Construct sophisticated Large Language Model (LLM) applications capable of autonomous reasoning, planning, and interaction. This course details the design and implementation of agentic systems, focusing on advanced architectures like ReAct and Tree of Thoughts, and integrating diverse memory mechanisms for stateful, long-context operations. Gain practical experience in building agents that can utilize tools, collaborate, and solve complex problems through structured reasoning processes. Suitable for engineers and researchers aiming to push the boundaries of LLM capabilities.

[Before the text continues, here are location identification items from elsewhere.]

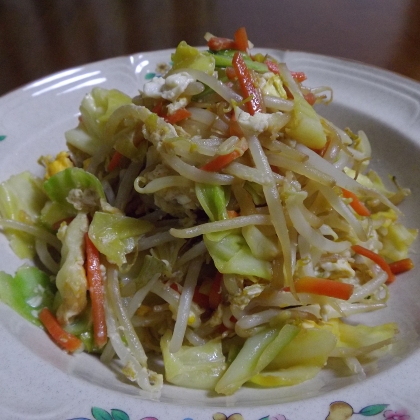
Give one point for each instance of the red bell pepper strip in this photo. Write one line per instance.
(241, 40)
(324, 287)
(356, 204)
(377, 259)
(247, 84)
(96, 293)
(221, 161)
(61, 337)
(401, 266)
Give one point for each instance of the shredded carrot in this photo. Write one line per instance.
(61, 337)
(248, 85)
(310, 98)
(234, 127)
(96, 293)
(201, 299)
(217, 44)
(272, 66)
(230, 73)
(324, 287)
(232, 214)
(377, 259)
(299, 76)
(115, 161)
(241, 40)
(356, 204)
(178, 115)
(215, 295)
(221, 161)
(401, 266)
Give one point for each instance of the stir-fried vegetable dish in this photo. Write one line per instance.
(214, 219)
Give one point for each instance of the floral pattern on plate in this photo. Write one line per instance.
(338, 410)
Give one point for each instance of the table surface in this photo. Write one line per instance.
(40, 37)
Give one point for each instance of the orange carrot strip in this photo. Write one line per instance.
(377, 259)
(215, 295)
(232, 214)
(248, 85)
(217, 44)
(96, 293)
(201, 299)
(230, 73)
(356, 204)
(310, 98)
(115, 161)
(324, 287)
(241, 39)
(221, 161)
(401, 266)
(65, 340)
(234, 127)
(299, 76)
(178, 115)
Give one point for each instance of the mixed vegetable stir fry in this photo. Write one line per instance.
(214, 220)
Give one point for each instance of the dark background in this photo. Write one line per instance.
(39, 37)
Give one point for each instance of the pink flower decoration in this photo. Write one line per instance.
(396, 415)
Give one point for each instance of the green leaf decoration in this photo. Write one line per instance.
(101, 414)
(149, 76)
(119, 414)
(373, 410)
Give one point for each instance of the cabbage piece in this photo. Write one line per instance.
(54, 213)
(71, 278)
(256, 191)
(21, 199)
(300, 360)
(257, 352)
(186, 57)
(305, 125)
(213, 200)
(75, 190)
(197, 367)
(397, 241)
(116, 235)
(29, 291)
(232, 255)
(356, 340)
(274, 87)
(96, 108)
(261, 246)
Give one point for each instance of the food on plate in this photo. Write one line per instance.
(214, 220)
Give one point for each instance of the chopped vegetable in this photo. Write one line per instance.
(401, 266)
(241, 40)
(65, 340)
(248, 86)
(221, 161)
(355, 203)
(324, 287)
(377, 259)
(96, 292)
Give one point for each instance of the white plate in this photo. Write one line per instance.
(37, 380)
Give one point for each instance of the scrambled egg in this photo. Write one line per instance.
(55, 165)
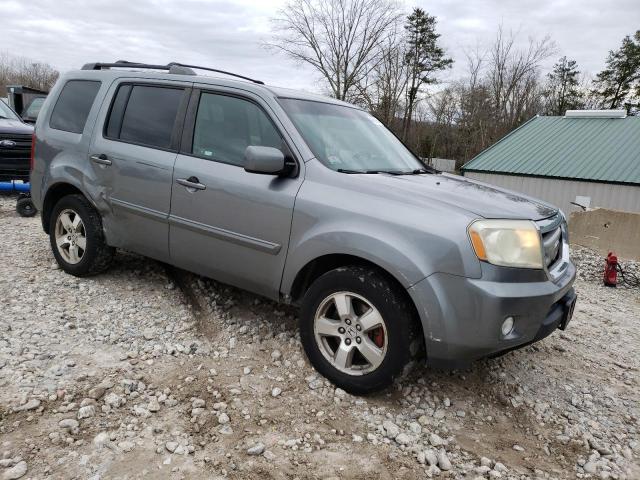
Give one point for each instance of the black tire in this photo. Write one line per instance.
(25, 207)
(98, 255)
(397, 313)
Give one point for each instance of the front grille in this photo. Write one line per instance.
(551, 230)
(551, 243)
(14, 160)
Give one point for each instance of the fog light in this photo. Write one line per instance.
(507, 326)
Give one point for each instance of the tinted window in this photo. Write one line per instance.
(225, 126)
(73, 105)
(149, 116)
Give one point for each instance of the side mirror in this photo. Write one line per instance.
(264, 160)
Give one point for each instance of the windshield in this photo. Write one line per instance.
(349, 140)
(6, 112)
(34, 108)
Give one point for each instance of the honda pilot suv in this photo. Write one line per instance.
(305, 200)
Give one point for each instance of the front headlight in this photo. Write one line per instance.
(509, 243)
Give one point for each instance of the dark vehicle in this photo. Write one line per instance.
(15, 145)
(26, 101)
(30, 114)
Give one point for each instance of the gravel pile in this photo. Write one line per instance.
(591, 267)
(150, 372)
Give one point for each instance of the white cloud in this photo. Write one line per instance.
(229, 34)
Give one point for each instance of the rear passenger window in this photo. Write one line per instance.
(73, 106)
(225, 126)
(144, 115)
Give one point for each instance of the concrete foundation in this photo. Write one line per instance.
(606, 231)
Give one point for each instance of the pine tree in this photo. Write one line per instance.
(563, 92)
(424, 58)
(620, 80)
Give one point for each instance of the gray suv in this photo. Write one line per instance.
(302, 199)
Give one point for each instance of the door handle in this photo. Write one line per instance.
(191, 183)
(100, 159)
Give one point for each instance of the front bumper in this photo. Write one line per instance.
(462, 317)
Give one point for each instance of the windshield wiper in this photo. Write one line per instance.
(371, 172)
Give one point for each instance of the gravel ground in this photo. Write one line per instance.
(144, 372)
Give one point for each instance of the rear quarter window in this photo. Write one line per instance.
(73, 106)
(144, 115)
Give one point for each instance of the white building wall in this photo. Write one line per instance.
(561, 192)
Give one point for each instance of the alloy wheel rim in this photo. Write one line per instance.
(350, 333)
(71, 237)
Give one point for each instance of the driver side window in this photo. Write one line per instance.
(225, 126)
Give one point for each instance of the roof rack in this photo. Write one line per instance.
(172, 67)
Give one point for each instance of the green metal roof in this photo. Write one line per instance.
(590, 149)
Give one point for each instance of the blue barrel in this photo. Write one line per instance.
(14, 186)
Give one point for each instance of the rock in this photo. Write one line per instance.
(257, 449)
(391, 429)
(140, 411)
(435, 440)
(97, 392)
(499, 467)
(86, 412)
(30, 405)
(403, 439)
(590, 467)
(114, 400)
(431, 457)
(101, 440)
(415, 428)
(225, 430)
(443, 461)
(19, 470)
(69, 423)
(126, 446)
(485, 462)
(149, 334)
(171, 446)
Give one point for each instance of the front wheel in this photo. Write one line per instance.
(356, 328)
(77, 239)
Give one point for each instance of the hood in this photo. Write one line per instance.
(10, 126)
(475, 197)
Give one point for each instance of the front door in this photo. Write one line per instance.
(132, 155)
(226, 223)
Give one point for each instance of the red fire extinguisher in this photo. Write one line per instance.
(611, 270)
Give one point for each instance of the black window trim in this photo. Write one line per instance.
(178, 126)
(93, 104)
(190, 122)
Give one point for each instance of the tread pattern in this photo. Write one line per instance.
(99, 255)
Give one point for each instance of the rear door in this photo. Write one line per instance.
(133, 153)
(233, 226)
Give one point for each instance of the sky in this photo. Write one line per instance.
(230, 34)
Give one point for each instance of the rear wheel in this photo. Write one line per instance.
(356, 328)
(77, 239)
(25, 207)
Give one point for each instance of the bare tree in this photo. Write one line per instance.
(23, 71)
(383, 90)
(513, 75)
(341, 39)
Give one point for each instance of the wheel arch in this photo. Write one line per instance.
(325, 263)
(54, 193)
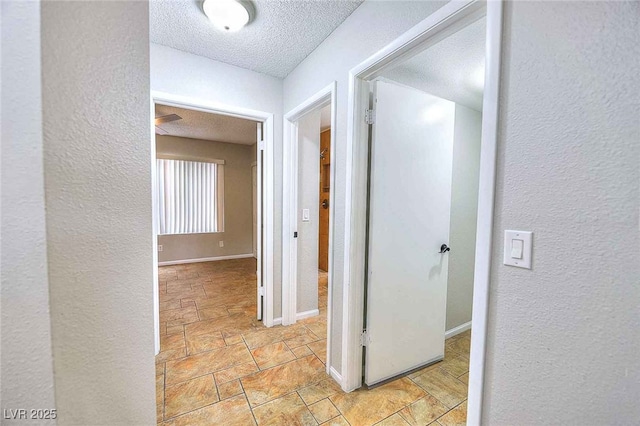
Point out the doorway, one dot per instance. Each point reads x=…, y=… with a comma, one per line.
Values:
x=447, y=21
x=263, y=247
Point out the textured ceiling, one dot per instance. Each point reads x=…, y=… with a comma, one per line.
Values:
x=452, y=69
x=206, y=126
x=281, y=35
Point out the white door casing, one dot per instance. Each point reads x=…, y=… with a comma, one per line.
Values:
x=259, y=209
x=410, y=202
x=254, y=207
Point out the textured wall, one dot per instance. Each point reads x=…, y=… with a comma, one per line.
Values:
x=196, y=77
x=308, y=184
x=563, y=337
x=368, y=29
x=26, y=371
x=97, y=159
x=238, y=205
x=464, y=209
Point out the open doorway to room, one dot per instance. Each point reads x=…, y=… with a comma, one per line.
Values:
x=308, y=219
x=210, y=211
x=423, y=204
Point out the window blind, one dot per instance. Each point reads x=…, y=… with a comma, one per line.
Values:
x=190, y=196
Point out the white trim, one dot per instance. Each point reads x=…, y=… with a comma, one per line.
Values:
x=326, y=96
x=446, y=20
x=168, y=156
x=154, y=234
x=457, y=330
x=307, y=314
x=267, y=119
x=336, y=376
x=205, y=259
x=486, y=198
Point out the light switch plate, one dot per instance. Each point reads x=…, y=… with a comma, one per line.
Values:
x=512, y=255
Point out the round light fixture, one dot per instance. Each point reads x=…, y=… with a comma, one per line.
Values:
x=228, y=15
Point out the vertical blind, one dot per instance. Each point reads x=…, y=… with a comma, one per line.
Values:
x=190, y=196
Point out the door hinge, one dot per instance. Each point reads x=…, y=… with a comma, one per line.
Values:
x=370, y=116
x=364, y=338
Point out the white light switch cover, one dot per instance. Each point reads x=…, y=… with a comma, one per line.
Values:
x=518, y=247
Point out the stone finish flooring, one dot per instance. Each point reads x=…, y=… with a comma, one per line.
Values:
x=218, y=365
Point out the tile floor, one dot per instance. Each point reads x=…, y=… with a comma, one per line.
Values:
x=219, y=366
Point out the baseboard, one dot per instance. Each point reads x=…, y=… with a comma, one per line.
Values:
x=205, y=259
x=307, y=314
x=336, y=376
x=457, y=330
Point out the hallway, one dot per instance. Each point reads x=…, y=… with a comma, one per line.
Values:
x=219, y=365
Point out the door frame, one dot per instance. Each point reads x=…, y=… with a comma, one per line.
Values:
x=442, y=23
x=267, y=118
x=324, y=97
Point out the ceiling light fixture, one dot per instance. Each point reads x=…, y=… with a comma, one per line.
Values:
x=228, y=15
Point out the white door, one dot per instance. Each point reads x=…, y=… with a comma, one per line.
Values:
x=411, y=162
x=259, y=210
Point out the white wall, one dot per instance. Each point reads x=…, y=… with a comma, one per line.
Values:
x=97, y=161
x=196, y=77
x=563, y=337
x=308, y=187
x=237, y=235
x=26, y=371
x=369, y=28
x=464, y=212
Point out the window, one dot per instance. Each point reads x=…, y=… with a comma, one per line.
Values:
x=190, y=196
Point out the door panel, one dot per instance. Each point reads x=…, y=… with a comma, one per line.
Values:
x=325, y=192
x=411, y=162
x=259, y=227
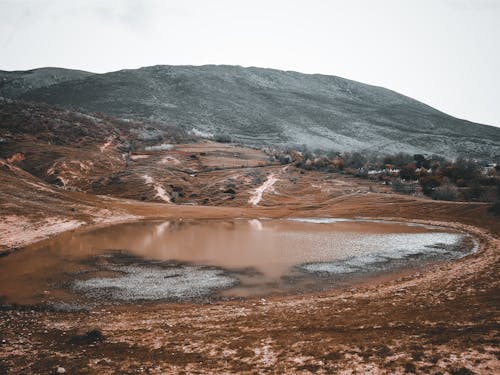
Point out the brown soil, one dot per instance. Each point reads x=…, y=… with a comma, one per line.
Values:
x=441, y=320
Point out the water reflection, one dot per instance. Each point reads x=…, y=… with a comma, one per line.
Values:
x=263, y=255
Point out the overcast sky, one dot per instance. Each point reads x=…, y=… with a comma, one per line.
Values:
x=445, y=53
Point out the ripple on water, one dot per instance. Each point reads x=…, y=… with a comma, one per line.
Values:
x=155, y=283
x=388, y=248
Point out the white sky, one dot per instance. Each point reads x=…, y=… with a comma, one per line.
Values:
x=445, y=53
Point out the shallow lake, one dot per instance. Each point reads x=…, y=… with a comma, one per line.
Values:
x=205, y=259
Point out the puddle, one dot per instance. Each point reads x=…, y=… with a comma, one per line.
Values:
x=200, y=259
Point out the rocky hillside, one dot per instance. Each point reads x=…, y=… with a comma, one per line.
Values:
x=14, y=84
x=258, y=106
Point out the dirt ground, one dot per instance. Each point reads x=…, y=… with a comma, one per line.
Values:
x=441, y=320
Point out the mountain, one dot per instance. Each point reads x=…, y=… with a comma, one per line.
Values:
x=257, y=106
x=13, y=84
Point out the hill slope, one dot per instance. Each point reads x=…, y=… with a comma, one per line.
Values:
x=13, y=84
x=264, y=106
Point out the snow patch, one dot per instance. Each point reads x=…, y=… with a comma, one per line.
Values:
x=160, y=191
x=108, y=143
x=156, y=283
x=267, y=185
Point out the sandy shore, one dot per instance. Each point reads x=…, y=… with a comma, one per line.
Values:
x=441, y=320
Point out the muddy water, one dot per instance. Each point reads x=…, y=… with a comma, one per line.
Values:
x=179, y=260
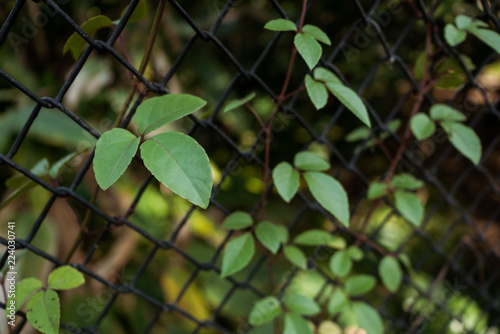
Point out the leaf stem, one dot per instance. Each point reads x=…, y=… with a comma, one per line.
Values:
x=121, y=115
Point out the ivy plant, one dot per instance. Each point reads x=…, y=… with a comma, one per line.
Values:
x=175, y=159
x=44, y=311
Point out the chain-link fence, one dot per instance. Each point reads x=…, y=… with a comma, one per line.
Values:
x=375, y=44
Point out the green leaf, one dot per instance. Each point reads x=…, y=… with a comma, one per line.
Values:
x=140, y=12
x=487, y=36
x=322, y=74
x=358, y=134
x=390, y=273
x=181, y=164
x=238, y=220
x=287, y=180
x=422, y=126
x=318, y=238
x=330, y=194
x=338, y=301
x=295, y=324
x=409, y=206
x=406, y=181
x=264, y=311
x=44, y=312
x=282, y=233
x=355, y=253
x=114, y=152
x=368, y=318
x=359, y=284
x=317, y=92
x=463, y=21
x=376, y=190
x=340, y=264
x=56, y=168
x=234, y=104
x=453, y=35
x=280, y=25
x=238, y=254
x=295, y=256
x=24, y=289
x=158, y=111
x=317, y=33
x=301, y=304
x=310, y=161
x=76, y=43
x=443, y=112
x=351, y=100
x=465, y=140
x=309, y=49
x=64, y=278
x=268, y=235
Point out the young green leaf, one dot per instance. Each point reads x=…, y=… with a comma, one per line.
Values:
x=282, y=233
x=317, y=33
x=409, y=206
x=463, y=22
x=140, y=12
x=268, y=235
x=377, y=189
x=453, y=35
x=422, y=126
x=464, y=139
x=44, y=312
x=114, y=152
x=24, y=289
x=322, y=74
x=309, y=161
x=280, y=25
x=368, y=318
x=351, y=100
x=301, y=304
x=64, y=278
x=317, y=92
x=318, y=238
x=238, y=220
x=287, y=180
x=390, y=273
x=442, y=112
x=181, y=164
x=264, y=311
x=295, y=256
x=355, y=253
x=295, y=324
x=76, y=43
x=158, y=111
x=330, y=194
x=338, y=301
x=487, y=36
x=406, y=181
x=309, y=49
x=340, y=264
x=358, y=134
x=359, y=284
x=234, y=104
x=238, y=254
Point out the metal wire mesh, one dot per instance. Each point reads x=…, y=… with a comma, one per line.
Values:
x=470, y=265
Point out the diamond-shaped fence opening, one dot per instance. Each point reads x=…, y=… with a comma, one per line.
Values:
x=152, y=260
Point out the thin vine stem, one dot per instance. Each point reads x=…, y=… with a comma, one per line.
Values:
x=142, y=68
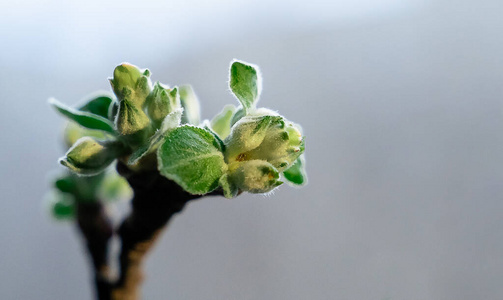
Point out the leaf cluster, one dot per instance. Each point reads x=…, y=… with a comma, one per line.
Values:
x=152, y=126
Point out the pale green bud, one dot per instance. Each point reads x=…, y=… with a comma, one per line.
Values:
x=190, y=104
x=269, y=138
x=161, y=102
x=73, y=132
x=90, y=157
x=131, y=83
x=247, y=134
x=132, y=123
x=254, y=176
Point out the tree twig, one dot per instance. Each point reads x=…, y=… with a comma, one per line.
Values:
x=156, y=200
x=97, y=230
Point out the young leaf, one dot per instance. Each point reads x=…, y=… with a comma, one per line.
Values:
x=130, y=83
x=247, y=134
x=61, y=205
x=90, y=157
x=85, y=119
x=190, y=104
x=229, y=188
x=296, y=174
x=246, y=83
x=98, y=104
x=161, y=102
x=65, y=184
x=254, y=176
x=238, y=114
x=132, y=123
x=190, y=156
x=114, y=187
x=170, y=122
x=74, y=131
x=221, y=123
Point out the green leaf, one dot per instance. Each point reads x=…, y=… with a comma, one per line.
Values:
x=296, y=174
x=161, y=102
x=206, y=125
x=90, y=157
x=85, y=119
x=170, y=122
x=221, y=123
x=114, y=187
x=246, y=83
x=247, y=134
x=66, y=184
x=190, y=156
x=229, y=188
x=113, y=110
x=132, y=124
x=61, y=205
x=190, y=104
x=74, y=131
x=98, y=104
x=238, y=114
x=130, y=83
x=254, y=176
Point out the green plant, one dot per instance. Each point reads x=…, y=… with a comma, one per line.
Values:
x=153, y=136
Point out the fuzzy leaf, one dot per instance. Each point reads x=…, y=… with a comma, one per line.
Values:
x=130, y=83
x=61, y=205
x=190, y=104
x=85, y=119
x=296, y=174
x=190, y=156
x=161, y=102
x=170, y=122
x=238, y=114
x=254, y=176
x=245, y=83
x=90, y=157
x=98, y=104
x=229, y=188
x=114, y=187
x=65, y=184
x=221, y=123
x=247, y=134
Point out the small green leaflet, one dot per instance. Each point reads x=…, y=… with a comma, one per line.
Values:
x=246, y=83
x=171, y=121
x=190, y=104
x=229, y=188
x=98, y=104
x=296, y=174
x=221, y=123
x=190, y=156
x=85, y=119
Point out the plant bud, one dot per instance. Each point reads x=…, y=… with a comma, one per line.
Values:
x=132, y=123
x=130, y=83
x=161, y=102
x=190, y=104
x=73, y=132
x=89, y=157
x=254, y=176
x=269, y=138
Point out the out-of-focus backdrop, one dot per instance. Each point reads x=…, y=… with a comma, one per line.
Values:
x=402, y=105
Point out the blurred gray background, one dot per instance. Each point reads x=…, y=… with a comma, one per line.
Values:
x=401, y=103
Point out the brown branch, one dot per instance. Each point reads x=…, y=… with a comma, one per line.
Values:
x=97, y=230
x=156, y=200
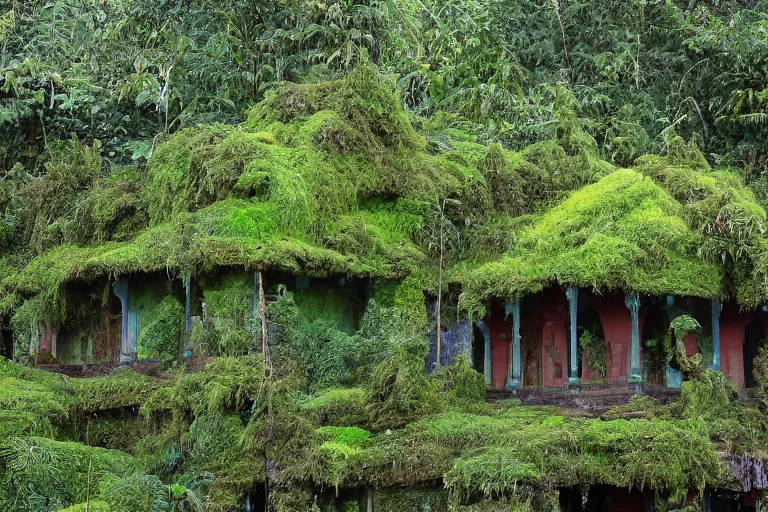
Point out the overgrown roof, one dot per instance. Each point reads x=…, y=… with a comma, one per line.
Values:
x=623, y=232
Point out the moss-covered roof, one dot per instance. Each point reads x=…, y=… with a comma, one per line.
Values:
x=623, y=232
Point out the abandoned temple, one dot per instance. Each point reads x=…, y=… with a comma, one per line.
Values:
x=532, y=341
x=265, y=318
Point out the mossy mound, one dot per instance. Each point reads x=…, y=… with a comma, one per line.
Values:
x=623, y=232
x=124, y=388
x=32, y=402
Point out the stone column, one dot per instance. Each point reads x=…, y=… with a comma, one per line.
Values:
x=120, y=289
x=716, y=309
x=515, y=364
x=487, y=351
x=632, y=301
x=573, y=350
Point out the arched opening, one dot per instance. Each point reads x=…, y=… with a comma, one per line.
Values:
x=752, y=336
x=6, y=341
x=531, y=340
x=603, y=498
x=478, y=349
x=593, y=363
x=655, y=344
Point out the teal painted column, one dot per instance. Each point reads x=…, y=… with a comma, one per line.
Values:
x=515, y=364
x=573, y=349
x=716, y=309
x=127, y=343
x=632, y=301
x=188, y=318
x=487, y=350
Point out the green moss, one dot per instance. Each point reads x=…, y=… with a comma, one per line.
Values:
x=91, y=506
x=338, y=407
x=32, y=402
x=228, y=300
x=623, y=232
x=399, y=390
x=64, y=473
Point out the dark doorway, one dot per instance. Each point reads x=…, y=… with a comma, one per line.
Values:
x=655, y=344
x=595, y=351
x=256, y=501
x=478, y=349
x=752, y=336
x=726, y=501
x=603, y=498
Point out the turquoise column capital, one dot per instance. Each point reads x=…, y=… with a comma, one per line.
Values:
x=515, y=364
x=632, y=301
x=486, y=351
x=717, y=308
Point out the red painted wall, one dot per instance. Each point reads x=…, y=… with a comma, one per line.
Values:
x=628, y=501
x=616, y=321
x=554, y=341
x=732, y=326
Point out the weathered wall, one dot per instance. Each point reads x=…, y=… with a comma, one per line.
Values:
x=554, y=338
x=732, y=325
x=454, y=341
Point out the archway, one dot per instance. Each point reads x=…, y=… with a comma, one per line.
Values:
x=593, y=363
x=655, y=344
x=752, y=336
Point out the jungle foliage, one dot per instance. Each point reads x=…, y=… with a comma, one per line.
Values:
x=460, y=150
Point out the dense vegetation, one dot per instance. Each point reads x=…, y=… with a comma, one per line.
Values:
x=447, y=153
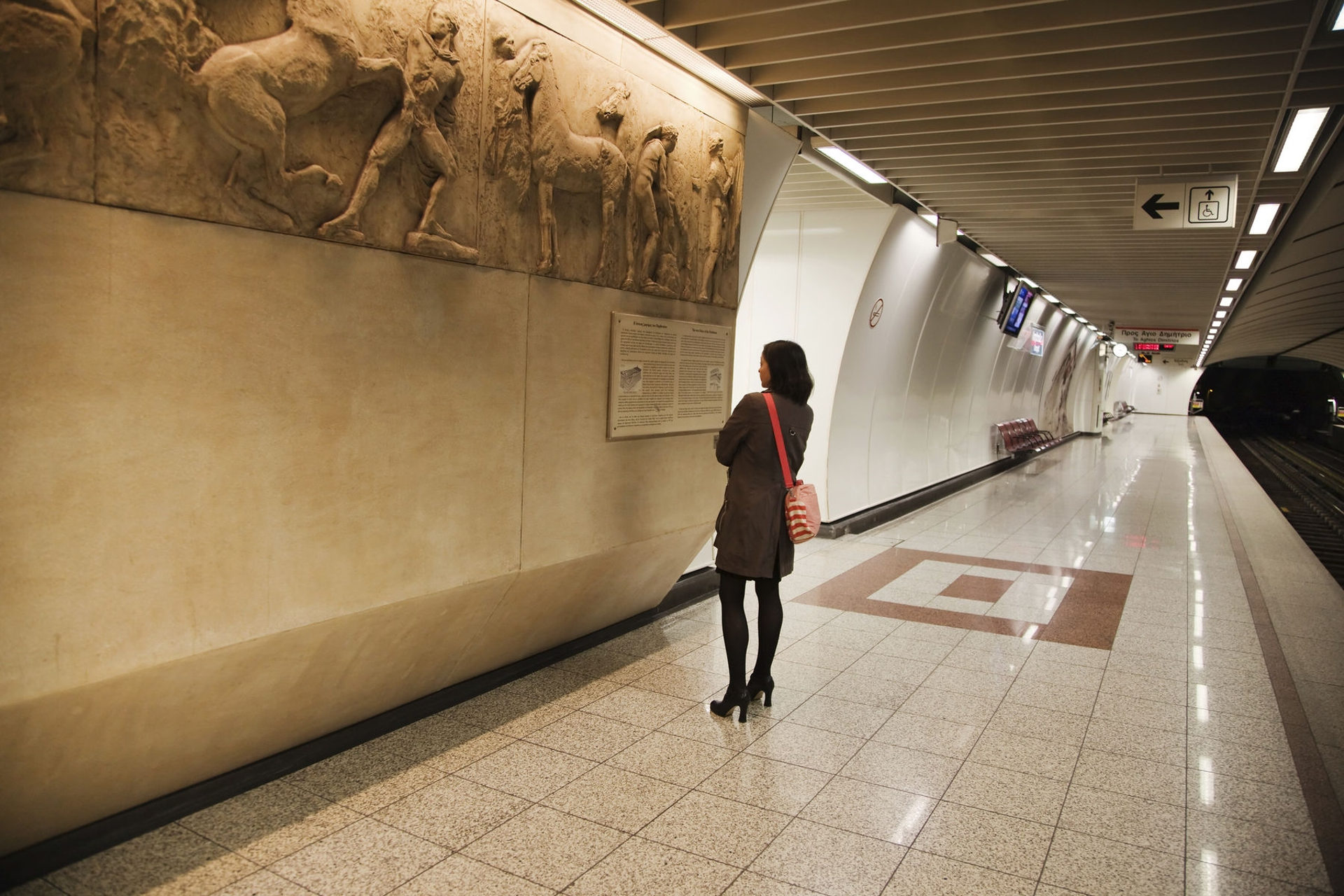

Prerequisites: Extensive experience with LLM fundamentals (transformer architecture, fine-tuning), deep learning frameworks (PyTorch or TensorFlow), and advanced Python programming.
Level: Expert
Agent Architectures
Analyze and implement advanced agent architectures including ReAct, Self-Ask, and Tree of Thoughts.
Memory Augmentation
Design and integrate various memory systems (short-term, long-term, vector databases) into LLM applications.
Reasoning and Planning
Implement complex reasoning and planning algorithms for autonomous task decomposition and execution.
Tool Integration
Develop mechanisms for LLM agents to effectively select and utilize external tools and APIs.
Multi-Agent Systems
Construct and manage systems involving multiple interacting LLM agents for collaborative or competitive tasks.
System Evaluation
Apply rigorous methods for evaluating the performance, reliability, and robustness of agentic systems.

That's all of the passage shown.